Before you type a return %
Choosing a Sensible Return Assumption in June 2026
Data as of —
Every projection on this site is only as honest as the return you assume. Some grounding, from our research desk's data file: the Nifty 50 closed at 23,161.60 on June 11, 2026 (per Trading Economics) and the BSE Sensex at 73,832.55, with the Sensex reported down roughly 9.6% year-over-year amid foreign-fund outflows and Middle East tensions. Several index heavyweights are sharply negative over one year — TCS −38%, ITC −34%, Infosys −28%, HDFC Bank −24% — while SBI (+23%) and Eicher Motors (+34%) gained.
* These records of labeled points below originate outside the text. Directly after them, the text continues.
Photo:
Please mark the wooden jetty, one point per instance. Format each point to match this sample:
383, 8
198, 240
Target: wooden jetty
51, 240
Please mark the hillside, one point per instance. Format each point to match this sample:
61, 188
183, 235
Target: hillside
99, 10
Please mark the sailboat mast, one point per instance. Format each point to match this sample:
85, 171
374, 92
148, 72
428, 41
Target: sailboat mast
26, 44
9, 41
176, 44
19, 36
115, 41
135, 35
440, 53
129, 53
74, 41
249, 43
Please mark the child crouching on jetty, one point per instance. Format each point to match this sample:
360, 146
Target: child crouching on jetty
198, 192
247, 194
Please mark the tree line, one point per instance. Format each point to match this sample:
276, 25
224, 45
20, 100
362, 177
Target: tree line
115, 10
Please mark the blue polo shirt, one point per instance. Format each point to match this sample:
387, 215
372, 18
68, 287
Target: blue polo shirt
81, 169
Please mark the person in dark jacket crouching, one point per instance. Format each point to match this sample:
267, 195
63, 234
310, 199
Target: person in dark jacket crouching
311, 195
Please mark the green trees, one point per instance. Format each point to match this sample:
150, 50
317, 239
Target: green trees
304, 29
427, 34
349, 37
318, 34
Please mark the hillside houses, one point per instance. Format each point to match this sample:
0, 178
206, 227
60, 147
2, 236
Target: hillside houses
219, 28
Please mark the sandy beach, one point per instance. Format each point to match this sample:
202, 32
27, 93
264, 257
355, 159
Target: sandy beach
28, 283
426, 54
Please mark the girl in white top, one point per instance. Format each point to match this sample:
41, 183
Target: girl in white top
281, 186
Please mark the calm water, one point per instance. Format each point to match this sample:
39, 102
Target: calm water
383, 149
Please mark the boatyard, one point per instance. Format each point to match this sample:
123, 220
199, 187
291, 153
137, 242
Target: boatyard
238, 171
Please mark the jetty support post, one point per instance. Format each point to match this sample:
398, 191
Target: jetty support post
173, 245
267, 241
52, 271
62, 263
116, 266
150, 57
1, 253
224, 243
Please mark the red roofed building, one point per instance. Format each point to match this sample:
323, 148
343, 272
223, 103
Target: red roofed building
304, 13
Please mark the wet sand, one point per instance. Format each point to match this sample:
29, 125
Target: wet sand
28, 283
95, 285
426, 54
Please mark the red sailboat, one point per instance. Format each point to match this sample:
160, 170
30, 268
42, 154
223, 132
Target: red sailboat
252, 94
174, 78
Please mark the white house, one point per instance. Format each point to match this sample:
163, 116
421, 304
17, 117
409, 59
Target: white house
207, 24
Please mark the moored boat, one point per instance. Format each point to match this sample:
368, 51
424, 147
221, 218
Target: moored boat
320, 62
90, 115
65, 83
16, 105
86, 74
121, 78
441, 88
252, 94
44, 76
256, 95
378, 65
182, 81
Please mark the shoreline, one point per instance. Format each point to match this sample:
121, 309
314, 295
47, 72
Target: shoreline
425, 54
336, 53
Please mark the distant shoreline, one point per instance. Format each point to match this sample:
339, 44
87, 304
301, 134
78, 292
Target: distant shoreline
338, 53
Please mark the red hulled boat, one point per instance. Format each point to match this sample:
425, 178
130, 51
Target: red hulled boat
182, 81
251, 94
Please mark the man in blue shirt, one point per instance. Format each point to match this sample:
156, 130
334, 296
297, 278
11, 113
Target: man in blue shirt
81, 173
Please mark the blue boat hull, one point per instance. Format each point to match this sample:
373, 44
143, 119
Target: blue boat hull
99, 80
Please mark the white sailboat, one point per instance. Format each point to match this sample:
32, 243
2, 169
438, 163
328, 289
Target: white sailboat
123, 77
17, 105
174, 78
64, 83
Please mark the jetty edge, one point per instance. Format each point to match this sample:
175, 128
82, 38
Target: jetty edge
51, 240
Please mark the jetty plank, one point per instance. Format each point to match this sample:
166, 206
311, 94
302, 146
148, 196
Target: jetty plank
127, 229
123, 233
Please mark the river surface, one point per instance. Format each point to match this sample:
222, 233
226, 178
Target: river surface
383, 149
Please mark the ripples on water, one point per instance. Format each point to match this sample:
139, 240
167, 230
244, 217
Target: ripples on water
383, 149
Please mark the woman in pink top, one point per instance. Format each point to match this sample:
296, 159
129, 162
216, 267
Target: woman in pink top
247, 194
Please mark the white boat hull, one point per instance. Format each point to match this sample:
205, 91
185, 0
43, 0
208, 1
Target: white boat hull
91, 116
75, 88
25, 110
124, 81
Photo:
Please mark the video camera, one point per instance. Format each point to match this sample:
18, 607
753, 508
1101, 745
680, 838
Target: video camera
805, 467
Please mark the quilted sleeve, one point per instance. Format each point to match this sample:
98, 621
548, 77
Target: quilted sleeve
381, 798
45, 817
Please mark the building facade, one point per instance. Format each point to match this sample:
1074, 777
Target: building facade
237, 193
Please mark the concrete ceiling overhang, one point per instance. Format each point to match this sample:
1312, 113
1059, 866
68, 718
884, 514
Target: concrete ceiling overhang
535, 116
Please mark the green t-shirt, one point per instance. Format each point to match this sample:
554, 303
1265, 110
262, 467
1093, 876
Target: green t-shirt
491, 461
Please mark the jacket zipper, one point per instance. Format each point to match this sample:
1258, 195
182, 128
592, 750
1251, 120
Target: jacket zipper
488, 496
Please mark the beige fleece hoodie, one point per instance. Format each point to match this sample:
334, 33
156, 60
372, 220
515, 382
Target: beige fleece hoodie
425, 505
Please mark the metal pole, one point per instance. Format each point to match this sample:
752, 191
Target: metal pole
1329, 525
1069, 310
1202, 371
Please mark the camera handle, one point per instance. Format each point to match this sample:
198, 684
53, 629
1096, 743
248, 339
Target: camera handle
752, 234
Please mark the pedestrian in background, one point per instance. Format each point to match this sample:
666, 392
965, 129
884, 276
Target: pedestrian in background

That spread inside a single year is exactly why a flat assumed rate is a planning device, not a forecast.
Practical guidance for the calculators:
- Equity (index funds, diversified large-cap): 10–12% is a common long-horizon planning band; run the same plan at 8% to see how sensitive your goal is.
- Hybrid / conservative allocations: 8–10% is more defensible than equity-level assumptions.
- Debt funds, FDs: use the actual quoted yield (typically 6–7.5% in mid-2026) rather than an equity-style number.
- Short horizons (<5 years): treat any equity projection with suspicion — the current correction shows one-year outcomes can be deeply negative.
All market figures above are approximate as of the June 10–11, 2026 close, aggregated from public sources (Trading Economics, screener.in, Business Upturn and others), and should be re-verified before any decision. This is research aggregation, not investment advice.